İşte buralardan, bazı tarihçilerin İmam Hasan ve İmam Hüseyin hakkında ortaya sürdükleri görüşlerin yanlış olduğu aydınlığa kavuşmuş oluyor. Bazıları diyorlar ki: İmam Hasan ve İmam Hüseyin iki değişik tabiata sahiptiler; İmam Hasan sulhsever idi. Kırk bin askeri olmasına rağmen barışı kabul etti. Fakat İmam Hüseyin savaşı tercih etti ve kırk kişi adamı olmasına rağmen Yezid‘le savaşa kalktı.
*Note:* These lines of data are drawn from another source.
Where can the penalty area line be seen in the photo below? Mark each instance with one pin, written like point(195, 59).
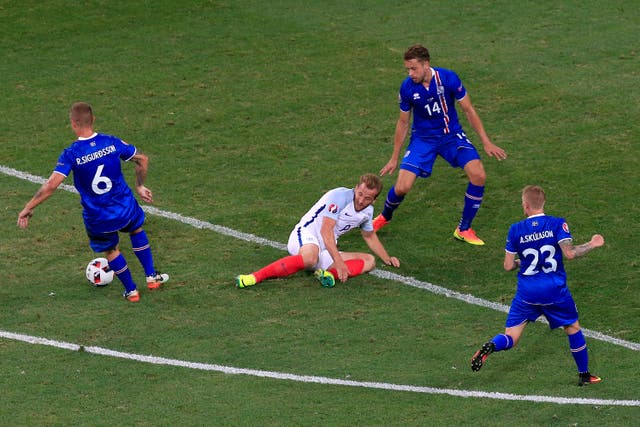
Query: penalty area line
point(315, 379)
point(410, 281)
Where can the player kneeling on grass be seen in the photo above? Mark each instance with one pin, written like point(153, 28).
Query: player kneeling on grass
point(540, 241)
point(313, 242)
point(108, 203)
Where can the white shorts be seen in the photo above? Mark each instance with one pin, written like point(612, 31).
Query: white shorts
point(300, 236)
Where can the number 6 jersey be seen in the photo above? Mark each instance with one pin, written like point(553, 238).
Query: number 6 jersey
point(107, 200)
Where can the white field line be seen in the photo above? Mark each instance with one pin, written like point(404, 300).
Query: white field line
point(318, 380)
point(410, 281)
point(314, 379)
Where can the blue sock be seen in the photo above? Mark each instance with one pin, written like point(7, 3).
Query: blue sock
point(578, 347)
point(142, 249)
point(472, 201)
point(391, 203)
point(120, 267)
point(502, 342)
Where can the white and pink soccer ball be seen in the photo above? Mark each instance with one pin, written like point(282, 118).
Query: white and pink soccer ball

Bu söz yanlıştır, çünkü görüyoruz ki Yezid’e biat etmeyi kabul etmeyen İmam Hüseyin (a.s), on yıl kardeşi gibi Muaviye’nin hükümeti döneminde yaşadı ama hiçbir zaman muhalefet etmedi. Gerçekten de İmam Hasan ve İmam Hüseyin Muaviye ile savaşsalar da öldürüleceklerdi ve onların ölümünün İslam’a hiçbir faydası olmayacak; kendisini doğru yolda gösteren, sahabe, vahiy yazarı ve müminlerin dayısı olarak tanınan, her hileye başvuran Muaviye’nin siyaseti karşısında etkili olmayacaktı. Kaldı ki elindeki imkânları kullanıp, onları kendi dostları vasıtasıyla öldürtüp de kendisi yas tutabilir ve kanlarını almaya kalkabilirdi. Nitekim üçüncü halifeye de aynen böyle yapmıştı.